The solution is simple.
Before you cut jobs, before you cut essential services, and before you raise any tax, close the loophole and collect existing taxes.
Here are some facts that emerged from a recent New York Senate Committee hearing on the issue of uncollected cigarette excise taxes:
- The State allows about 180 reservation outlets to purchase and resell into New York commerce unlimited supplies of untaxed cigarettes, rather than exempting state excise taxes for tribal member only.
- These outlets now sell one-third of all cigarettes in New York – none of it taxed. That's over 240 million packs per year – or about the same volume that moves through the entire State of New Jersey.
- The retailers that do pay taxes – some 22,000 in all – have seen their business shrink, at a time when they and their employees are facing an already brutal economy.
- The abundant supply of untaxed and unstamped cigarettes is fueling illegal cigarette smuggling by criminal organizations, some with ties to terrorism, and some who sell untaxed cigarettes on street corners in New York City.
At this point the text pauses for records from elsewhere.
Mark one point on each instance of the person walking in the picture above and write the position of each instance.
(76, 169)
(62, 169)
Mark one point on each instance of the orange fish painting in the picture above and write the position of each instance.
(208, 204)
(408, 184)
- If the State begins collecting these taxes, the New York will recover hundreds of millions of dollars in revenue, business will shift back to retailers and wholesalers who pay their taxes and important state services will no longer be threatened with severe budget cuts.
No matter how you look at it, the State should collect these taxes. The New York Legislature has spoken. The federal courts have affirmed the State’s power. In fairness to all New Yorkers the time to act is now.
Before Albany’s leaders ask us to make one more sacrifice, they should do the right thing, and collect the tax.
Because this isn’t about tribal sovereignty. It’s about the law. Plain and simple.